The equations in the question, slightly reformatted, are

eqn1 = D[psi[r], {r, 4}] - xx1*D[D[psi[r], {r, 2}]^3, {r, 2}] + 
    D[p[r], {r, 1}] - D[psi[r], {r, 2}] == 0;
eqn2 = D[p[r], {r, 2}] + D[psi[r], {r, 2}]*(1 - xx1*D[psi[r], {r, 2}]^2) == 0;
eqns = {eqn1, eqn2, psi[3/2] == 3/4, psi[-1] == -3/4, psi'[3/2] == -1, psi'[-1] == -1, 
    p[3/2] == 0, p[-1] == 1};
sol = NDSolve[eqns, {psi, p}, {r, -1, 3/2}];

With xx1 = .0045, these equations produce the solution,

Plot[Evaluate[{psi[r], p[r]} /. sol], {r, -1, 3/2}, AxesLabel -> {r, "Psi, P"}]
Plot[Evaluate[{psi''[r], p'[r]} /. sol], {r, -.99999, 3/2}, 
    AxesLabel -> {r, "Psi'', P'"}, PlotRange -> All]

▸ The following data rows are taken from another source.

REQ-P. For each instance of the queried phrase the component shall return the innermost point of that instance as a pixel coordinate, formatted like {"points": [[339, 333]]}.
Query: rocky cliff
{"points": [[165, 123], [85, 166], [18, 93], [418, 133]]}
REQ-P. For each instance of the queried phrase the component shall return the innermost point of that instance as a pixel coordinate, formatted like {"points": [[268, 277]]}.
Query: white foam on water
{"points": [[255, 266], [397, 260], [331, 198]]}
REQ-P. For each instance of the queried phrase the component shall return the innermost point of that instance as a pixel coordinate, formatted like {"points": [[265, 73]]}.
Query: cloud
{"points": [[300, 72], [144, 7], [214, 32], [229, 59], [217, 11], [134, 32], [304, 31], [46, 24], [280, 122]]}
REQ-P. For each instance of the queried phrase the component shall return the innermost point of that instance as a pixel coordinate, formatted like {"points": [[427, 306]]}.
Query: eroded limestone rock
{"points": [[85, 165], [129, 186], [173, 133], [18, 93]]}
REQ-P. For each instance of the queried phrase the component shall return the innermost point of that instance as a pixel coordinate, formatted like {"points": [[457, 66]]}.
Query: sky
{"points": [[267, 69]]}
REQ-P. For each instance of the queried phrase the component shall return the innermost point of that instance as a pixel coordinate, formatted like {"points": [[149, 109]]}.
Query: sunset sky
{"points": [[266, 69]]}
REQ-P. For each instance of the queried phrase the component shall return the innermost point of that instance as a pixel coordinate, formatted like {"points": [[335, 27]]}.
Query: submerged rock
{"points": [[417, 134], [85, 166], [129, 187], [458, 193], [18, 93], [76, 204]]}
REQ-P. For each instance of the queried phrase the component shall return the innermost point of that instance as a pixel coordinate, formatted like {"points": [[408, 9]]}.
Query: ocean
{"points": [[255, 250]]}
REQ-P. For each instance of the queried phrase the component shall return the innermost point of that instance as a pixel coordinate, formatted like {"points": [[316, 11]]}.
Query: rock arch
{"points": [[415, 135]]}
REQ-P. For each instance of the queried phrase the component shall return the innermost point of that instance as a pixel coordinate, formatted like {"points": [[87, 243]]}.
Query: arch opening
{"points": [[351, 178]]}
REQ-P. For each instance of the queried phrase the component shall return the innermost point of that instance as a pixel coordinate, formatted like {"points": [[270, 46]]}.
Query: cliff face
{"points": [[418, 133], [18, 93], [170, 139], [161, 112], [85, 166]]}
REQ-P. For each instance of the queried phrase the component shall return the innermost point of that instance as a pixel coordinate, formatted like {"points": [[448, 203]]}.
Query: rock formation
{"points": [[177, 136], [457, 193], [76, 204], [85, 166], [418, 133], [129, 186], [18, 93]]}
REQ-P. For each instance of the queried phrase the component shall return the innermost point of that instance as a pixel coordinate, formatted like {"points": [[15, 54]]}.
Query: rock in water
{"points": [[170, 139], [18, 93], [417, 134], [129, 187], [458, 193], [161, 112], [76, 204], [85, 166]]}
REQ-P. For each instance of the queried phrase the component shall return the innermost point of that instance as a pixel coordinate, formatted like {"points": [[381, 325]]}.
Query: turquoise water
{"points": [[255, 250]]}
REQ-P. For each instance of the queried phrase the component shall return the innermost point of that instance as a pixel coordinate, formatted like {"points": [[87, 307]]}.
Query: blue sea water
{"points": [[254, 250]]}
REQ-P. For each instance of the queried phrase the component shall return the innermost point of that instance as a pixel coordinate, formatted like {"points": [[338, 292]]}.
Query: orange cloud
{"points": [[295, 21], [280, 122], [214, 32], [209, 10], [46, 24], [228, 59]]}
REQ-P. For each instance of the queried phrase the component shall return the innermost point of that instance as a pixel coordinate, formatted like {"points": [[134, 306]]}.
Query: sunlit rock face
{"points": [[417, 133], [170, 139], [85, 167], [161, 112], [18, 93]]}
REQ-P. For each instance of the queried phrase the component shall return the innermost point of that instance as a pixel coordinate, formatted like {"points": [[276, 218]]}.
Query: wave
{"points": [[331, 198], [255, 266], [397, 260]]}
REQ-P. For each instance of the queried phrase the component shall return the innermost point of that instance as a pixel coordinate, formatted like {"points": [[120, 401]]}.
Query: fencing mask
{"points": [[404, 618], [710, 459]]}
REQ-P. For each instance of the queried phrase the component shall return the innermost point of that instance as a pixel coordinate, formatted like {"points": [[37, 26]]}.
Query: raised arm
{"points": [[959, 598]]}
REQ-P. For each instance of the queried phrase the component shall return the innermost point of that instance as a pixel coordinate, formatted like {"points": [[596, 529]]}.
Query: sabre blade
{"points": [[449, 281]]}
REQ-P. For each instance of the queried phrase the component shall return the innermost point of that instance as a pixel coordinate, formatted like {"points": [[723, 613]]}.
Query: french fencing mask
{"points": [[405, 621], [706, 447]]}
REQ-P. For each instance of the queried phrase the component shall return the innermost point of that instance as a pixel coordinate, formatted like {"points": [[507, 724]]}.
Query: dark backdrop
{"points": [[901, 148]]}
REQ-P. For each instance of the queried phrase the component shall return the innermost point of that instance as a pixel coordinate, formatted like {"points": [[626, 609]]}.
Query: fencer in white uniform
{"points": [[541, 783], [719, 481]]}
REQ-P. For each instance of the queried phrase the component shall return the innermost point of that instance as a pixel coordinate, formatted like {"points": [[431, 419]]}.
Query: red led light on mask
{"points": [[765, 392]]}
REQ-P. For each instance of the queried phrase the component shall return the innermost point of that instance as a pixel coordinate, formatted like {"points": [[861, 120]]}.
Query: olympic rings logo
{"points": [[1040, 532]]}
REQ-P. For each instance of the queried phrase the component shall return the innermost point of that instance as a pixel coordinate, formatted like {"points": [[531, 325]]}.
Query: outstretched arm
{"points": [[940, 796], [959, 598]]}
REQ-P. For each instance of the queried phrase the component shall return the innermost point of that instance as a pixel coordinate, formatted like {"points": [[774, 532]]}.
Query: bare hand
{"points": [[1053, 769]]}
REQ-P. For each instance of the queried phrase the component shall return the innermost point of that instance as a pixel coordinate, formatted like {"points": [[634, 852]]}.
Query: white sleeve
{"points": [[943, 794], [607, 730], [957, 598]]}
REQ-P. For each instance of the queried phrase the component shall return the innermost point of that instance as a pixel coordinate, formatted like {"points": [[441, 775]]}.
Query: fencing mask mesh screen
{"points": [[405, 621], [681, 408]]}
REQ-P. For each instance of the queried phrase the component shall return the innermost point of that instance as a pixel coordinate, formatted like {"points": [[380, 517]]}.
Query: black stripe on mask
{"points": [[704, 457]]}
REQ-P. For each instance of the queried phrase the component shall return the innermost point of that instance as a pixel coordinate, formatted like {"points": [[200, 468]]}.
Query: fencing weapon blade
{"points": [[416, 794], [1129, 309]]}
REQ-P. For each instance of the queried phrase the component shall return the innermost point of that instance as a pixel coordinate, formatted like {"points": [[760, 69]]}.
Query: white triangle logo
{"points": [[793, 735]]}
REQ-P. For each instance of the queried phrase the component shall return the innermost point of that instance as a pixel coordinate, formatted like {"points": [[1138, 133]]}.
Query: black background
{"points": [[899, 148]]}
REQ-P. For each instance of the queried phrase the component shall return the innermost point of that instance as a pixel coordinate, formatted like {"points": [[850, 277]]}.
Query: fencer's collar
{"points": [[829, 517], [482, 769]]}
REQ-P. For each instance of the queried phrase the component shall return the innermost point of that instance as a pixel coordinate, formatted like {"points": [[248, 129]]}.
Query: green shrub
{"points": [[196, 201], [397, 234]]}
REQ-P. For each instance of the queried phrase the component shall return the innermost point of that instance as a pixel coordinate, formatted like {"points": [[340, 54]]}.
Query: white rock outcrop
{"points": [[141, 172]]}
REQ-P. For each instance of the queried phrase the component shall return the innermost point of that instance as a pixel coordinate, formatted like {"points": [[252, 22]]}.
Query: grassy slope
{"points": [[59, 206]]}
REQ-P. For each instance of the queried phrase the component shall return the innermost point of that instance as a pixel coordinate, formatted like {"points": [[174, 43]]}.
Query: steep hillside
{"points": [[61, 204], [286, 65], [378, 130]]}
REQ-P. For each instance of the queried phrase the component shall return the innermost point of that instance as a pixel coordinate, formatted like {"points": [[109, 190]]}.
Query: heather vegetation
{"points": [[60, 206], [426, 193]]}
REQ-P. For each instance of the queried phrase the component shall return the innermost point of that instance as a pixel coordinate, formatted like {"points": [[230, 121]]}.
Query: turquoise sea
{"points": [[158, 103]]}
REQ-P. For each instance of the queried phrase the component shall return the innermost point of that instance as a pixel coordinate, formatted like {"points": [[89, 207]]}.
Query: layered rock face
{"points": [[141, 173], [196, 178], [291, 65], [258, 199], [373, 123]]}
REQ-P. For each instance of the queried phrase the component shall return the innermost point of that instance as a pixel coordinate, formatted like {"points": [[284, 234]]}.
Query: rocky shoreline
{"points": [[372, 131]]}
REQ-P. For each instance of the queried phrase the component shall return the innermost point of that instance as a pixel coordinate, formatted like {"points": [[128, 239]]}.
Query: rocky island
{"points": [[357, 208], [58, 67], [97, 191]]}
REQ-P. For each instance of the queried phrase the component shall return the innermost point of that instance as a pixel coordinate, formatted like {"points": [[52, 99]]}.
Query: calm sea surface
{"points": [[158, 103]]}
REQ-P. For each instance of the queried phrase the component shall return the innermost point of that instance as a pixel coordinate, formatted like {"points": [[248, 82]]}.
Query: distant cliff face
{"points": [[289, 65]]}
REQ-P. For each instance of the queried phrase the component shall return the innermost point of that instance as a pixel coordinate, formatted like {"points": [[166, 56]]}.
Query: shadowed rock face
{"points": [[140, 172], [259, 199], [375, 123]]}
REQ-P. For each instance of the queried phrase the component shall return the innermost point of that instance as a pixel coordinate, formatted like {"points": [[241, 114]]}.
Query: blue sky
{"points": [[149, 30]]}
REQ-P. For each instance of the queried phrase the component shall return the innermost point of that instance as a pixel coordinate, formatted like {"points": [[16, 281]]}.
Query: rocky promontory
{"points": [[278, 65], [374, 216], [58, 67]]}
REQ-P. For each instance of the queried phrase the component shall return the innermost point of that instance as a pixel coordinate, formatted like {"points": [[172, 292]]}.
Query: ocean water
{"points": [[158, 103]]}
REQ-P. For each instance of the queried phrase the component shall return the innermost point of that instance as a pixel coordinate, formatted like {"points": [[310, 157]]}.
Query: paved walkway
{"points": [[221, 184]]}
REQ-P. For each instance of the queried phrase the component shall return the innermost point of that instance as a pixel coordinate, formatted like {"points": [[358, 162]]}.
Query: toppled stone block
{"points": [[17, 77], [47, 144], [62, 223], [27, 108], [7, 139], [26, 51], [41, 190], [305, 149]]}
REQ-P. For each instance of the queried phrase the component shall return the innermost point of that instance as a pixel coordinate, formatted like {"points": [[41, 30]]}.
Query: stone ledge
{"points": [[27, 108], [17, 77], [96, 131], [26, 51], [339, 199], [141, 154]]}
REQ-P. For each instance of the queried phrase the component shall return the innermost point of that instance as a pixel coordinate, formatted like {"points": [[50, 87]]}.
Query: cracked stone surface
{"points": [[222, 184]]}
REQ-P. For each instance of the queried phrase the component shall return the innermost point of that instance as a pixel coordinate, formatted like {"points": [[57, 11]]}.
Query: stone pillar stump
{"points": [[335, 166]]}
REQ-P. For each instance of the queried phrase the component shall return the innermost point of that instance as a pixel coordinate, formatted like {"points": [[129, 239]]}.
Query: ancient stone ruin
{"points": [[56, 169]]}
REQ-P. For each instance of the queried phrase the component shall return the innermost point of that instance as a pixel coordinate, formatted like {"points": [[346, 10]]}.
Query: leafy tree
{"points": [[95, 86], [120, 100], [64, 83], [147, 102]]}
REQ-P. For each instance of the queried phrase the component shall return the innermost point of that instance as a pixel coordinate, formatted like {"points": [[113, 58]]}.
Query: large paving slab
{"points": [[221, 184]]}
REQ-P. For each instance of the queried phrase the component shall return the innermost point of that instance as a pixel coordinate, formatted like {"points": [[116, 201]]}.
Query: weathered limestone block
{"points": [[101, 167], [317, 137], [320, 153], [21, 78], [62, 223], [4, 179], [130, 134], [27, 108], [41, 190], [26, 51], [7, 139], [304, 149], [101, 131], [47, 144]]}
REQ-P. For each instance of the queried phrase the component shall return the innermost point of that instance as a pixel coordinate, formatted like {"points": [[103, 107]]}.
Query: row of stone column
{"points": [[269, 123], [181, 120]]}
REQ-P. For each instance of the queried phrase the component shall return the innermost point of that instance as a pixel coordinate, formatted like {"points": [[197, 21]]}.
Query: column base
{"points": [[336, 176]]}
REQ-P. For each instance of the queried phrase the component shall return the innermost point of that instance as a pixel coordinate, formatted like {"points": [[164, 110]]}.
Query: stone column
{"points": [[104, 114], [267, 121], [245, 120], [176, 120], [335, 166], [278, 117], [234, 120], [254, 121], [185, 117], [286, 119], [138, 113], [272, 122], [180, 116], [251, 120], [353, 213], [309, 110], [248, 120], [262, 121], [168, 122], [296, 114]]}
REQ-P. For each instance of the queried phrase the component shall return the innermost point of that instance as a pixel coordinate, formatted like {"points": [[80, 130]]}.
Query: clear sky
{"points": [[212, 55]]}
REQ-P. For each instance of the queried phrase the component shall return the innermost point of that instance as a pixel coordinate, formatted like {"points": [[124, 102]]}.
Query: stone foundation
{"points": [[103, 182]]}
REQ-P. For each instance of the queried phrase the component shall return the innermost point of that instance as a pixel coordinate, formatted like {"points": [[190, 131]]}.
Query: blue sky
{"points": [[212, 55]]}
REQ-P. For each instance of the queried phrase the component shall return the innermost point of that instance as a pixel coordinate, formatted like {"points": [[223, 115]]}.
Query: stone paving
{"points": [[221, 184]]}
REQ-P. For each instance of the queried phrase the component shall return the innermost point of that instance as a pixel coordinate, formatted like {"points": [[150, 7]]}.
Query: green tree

enter image description here enter image description here

However, for x = 0.0046, NDSolve fails with the error

NDSolve::ndsz: At r == 1.4840214740085271`, step size is effectively zero; singularity or stiff system suspected. >>

Evidently, NDSolve, which automatically uses the shooting method for boundary value problems, had chosen an initial guess which caused an integration to encounter the singularity described above. However, we can help NDSolve by giving it a better initial guess by means of the option

Method -> {"Shooting", "StartingInitialConditions" -> {p'[-1] == 1.003441714435437`, 
    psi''[-1] == 5.874921755046804`, psi'''[-1] == -50.65287823788822`, 
    p[-1] == 1, psi[-1] == -3/4, psi'[-1] == -1}}

which yields for xx1 = 0.00867 the plots

enter image description here enter image description here

psi''[-1] is noticeably larger here than in the xx1 = 0.0045 case, and the coefficient of psi''''[-1] is about 0.0098. From watching the behavior of the solutions as xx1 is increased, I would guess that the upper bound on xx1 is less than 0.01. I obtained the "StartingInitialConditions" by using for them the values of

{p'[r], psi''[r], psi'''[r]} /. sol /. r -> -1

determined from the previous value of xx1 to carry out the calculation for a slightly larger value of xxi. I did this by hand, although automating the process would not be difficult. Using ParametricNDSolve with FindRoot instead of NDSolve with Shooting probably also would be helpful, because the former is more flexible.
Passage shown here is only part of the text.